Я так хочу подарить тебе жизнь более легкую и приятную, чем она бывает обычно! Это желание — сделать тебя счастливой — не раз уже делало несчастным меня. Я не знаю, как это сделать. Я это пойму однажды, когда ты будешь со мной предельно откровенна, когда ты скажешь, чего тебе недостает.

Мои сестры хотят тебе написать. Они тебя очень любят, в этом можешь быть уверена. Это не фраза. Я только и делаю, что рассказываю им о тебе.

Каким великим праздником будет для меня твое первое письмо.

Я не знаю, как тебя назвать. Я ни одной минуты не сомневаюсь в твоей любви с тех пор, как покинул тебя. Ты слишком добра, чтобы так жестоко меня наказать. И потом — кто другой любит тебя так, как я? В конце концов я достаточно верю в твердость и покорность судьбе, чтобы без ропота встретить все огорчения, какими ты пожелаешь меня вознаградить. От тебя я все приму. Разве не благодаря тебе я был счастлив, как только может быть счастлив мужчина? Разве я не получил уже сполна ту долю счастья, которая отпущена мне на этом свете? И тем не менее я надеюсь, я желаю в будущем получить еще. Но это уж как ты пожелаешь: дари мне счастье или несчастье — что доставит тебе большее удовольствие, от этого я не буду любить тебя меньше. Я поручил тебе свое будущее, со всей верой, со всем доверием, но никогда не предъявлю тебе претензии. Ты никогда не услышишь от меня ни слова упрека[29].

 

«Я поручил тебе свое будущее…»

Он думал о будущем, когда писал ей, но, пожалуй, еще большую власть, чем эти мысли, имели над ним воспоминания…

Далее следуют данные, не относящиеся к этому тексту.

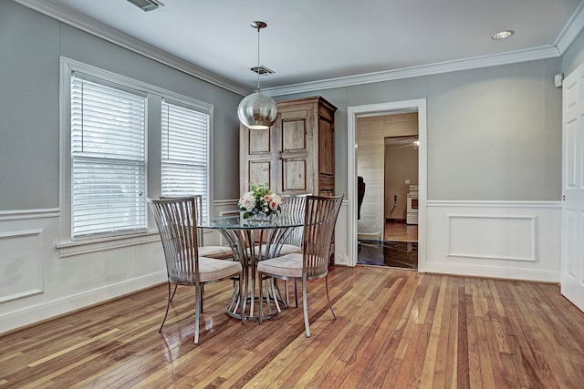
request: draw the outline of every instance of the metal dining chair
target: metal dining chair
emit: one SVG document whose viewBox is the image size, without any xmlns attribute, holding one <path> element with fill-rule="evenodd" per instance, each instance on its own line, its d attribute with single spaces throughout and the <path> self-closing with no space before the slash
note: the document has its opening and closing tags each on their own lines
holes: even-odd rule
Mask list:
<svg viewBox="0 0 584 389">
<path fill-rule="evenodd" d="M 197 237 L 197 207 L 194 197 L 152 200 L 148 199 L 162 241 L 168 273 L 168 299 L 162 331 L 174 292 L 171 285 L 194 286 L 194 343 L 199 343 L 199 316 L 202 311 L 203 285 L 236 277 L 242 292 L 243 268 L 235 261 L 217 260 L 199 255 Z M 176 292 L 176 286 L 174 292 Z M 243 295 L 243 294 L 240 294 Z M 245 319 L 242 315 L 242 323 Z"/>
<path fill-rule="evenodd" d="M 197 216 L 201 218 L 203 215 L 203 195 L 189 195 L 189 197 L 193 197 L 196 202 L 197 209 Z M 170 200 L 176 199 L 168 196 L 161 196 L 162 200 Z M 215 246 L 215 245 L 208 245 L 204 244 L 203 241 L 203 229 L 197 229 L 197 239 L 199 242 L 199 255 L 208 258 L 215 258 L 218 260 L 229 260 L 233 259 L 234 253 L 229 246 Z"/>
<path fill-rule="evenodd" d="M 308 196 L 302 252 L 290 253 L 262 261 L 257 264 L 259 277 L 259 299 L 263 298 L 263 281 L 269 278 L 302 282 L 302 304 L 304 326 L 307 337 L 310 337 L 308 308 L 307 302 L 307 283 L 308 281 L 325 278 L 325 290 L 328 308 L 336 319 L 335 312 L 328 297 L 328 259 L 335 224 L 343 196 Z M 262 304 L 259 305 L 259 324 L 262 323 Z"/>
</svg>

Душа этого человека никогда ничего и никого не забывала, то духовное качество, которое поэт Баратынский назвал «памятью сердца», было развито в Грановском необычайно сильно.

В родовом именьице его обступили тени детства.

Умерший дед…

Семилетним мальчиком Грановский сопровождал его на Кавказ и именно там, на Кавказе, начал мечтать о битвах, о воинах, а через несколько месяцев, когда они вернулись в Орел и маленький Грановский познакомился со старым французом Жонье — участником Великой французской революции, — эти детские расплывчатые мечты вдруг обрели внутреннюю логику и глубину.

Студенты Московского университета никогда бы не подумали, что этот горбившийся, рано постаревший молодой человек, застенчивый настолько, что на первой лекции он не мог найти кафедру, рядом с которой стоял, — что этот, казалось бы, такой мирный человек не забыл до сих пор в себе мальчика, мечтающего о героических битвах за освобождение человечества.

Тяжелые студенческие годы — он часто голодал, не получая вовремя из дома денег, — рано состарили его телесно, он нередко болел, его то и дело лихорадило, он страдал бессонницей…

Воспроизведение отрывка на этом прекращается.